Carbon credits are already being bought and sold in private markets. Those aimed at compensating local residents to preserve rainforests in Brazil and Indonesia show that middlemen often absorb half or more of payments from businesses purchasing credits. The Ecosystem Marketplace says that the sale of carbon credits is $2 billion a year, but that less than a quarter of credit purchases go to the local people. Firms that rate the quality of carbon projects such as BeZero Carbon and Calyx Global find that many do little to absorb carbon.

Vanuatu, a Pacific Island of 300,000 people, has since 1991 tried to get richer countries to pay for climate change damage, and in Fall 2022 floated the idea of filing suit in the International Court of Justice in The Hague against countries that do not limit their greenhouse gas emissions. Vanuatu was ruled jointly by Britain and France for nearly a century before gaining independence in 1980, and is subject to cyclones between November and March.

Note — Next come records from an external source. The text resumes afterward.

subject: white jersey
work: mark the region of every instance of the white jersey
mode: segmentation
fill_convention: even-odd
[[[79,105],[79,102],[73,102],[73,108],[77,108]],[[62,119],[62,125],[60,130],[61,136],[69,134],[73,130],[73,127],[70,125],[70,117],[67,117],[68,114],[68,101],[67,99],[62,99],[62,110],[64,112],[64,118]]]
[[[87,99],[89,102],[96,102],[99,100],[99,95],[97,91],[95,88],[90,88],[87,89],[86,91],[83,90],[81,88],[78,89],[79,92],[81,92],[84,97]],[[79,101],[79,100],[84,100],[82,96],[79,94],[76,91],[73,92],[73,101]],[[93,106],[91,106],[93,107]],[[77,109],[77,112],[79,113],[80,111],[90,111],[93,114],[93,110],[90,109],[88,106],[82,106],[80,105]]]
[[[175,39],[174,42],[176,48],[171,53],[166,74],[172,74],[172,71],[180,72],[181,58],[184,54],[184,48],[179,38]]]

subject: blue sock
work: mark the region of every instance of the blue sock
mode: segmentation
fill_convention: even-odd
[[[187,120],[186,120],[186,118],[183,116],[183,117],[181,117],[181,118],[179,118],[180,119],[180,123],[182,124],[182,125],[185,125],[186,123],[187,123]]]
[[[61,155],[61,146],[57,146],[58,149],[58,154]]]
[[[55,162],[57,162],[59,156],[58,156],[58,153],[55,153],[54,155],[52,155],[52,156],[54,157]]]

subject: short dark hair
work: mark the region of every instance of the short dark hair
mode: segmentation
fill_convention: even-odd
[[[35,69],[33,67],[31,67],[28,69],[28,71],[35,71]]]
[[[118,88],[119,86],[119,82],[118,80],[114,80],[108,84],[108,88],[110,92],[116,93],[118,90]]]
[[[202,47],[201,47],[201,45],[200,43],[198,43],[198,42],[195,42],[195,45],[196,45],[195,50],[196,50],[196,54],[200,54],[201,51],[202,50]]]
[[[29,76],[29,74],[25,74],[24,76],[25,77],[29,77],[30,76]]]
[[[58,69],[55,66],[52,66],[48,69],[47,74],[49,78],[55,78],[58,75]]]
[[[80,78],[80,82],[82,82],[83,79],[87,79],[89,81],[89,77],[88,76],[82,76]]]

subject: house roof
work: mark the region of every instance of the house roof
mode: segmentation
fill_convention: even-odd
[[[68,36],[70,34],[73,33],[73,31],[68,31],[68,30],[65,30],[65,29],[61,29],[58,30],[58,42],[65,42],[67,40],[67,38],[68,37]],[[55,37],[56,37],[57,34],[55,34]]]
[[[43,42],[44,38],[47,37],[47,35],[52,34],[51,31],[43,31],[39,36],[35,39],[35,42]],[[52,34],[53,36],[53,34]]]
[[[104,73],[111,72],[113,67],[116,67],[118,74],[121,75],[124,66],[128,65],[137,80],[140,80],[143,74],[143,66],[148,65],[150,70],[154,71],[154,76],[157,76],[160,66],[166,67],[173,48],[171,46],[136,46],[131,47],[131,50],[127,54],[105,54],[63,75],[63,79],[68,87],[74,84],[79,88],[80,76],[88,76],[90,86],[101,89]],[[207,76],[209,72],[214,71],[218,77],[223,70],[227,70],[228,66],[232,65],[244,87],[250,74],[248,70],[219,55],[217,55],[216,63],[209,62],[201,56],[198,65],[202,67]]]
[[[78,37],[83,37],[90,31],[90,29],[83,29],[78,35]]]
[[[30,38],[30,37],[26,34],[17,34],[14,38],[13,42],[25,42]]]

China is a special case. China is the world’s largest manufacturer and user of solar panels and wind turbines, leads the world in producing energy from hydroelectric dams, and is building more nuclear power plants than any other country. China also burns more coal than any other country and is building more coal-fired power plants despite already emitting a third of the world’s greenhouse gases, more than the US and Europe combined. The question is whether China will build alternatives to coal fast enough so that its coal plants operate occasionally rather than continuously.

The UN Convention on Biological Diversity convened in Montreal in December 2022 to discuss mechanisms to slow the loss of flora and fauna. Almost all of the 190 participating countries signed an agreement to protect 30 percent of the world’s land and oceans by 2030 (30x30) to slow the loss of biodiversity; about 17 percent of the earth’s land, and eight percent of the oceans, are currently protected. Agriculture is the major obstacle to protecting more species on land, and overfishing and pollution are the major threats to biodiversity at sea. Developing countries will receive $30 million a year to help their conservation efforts.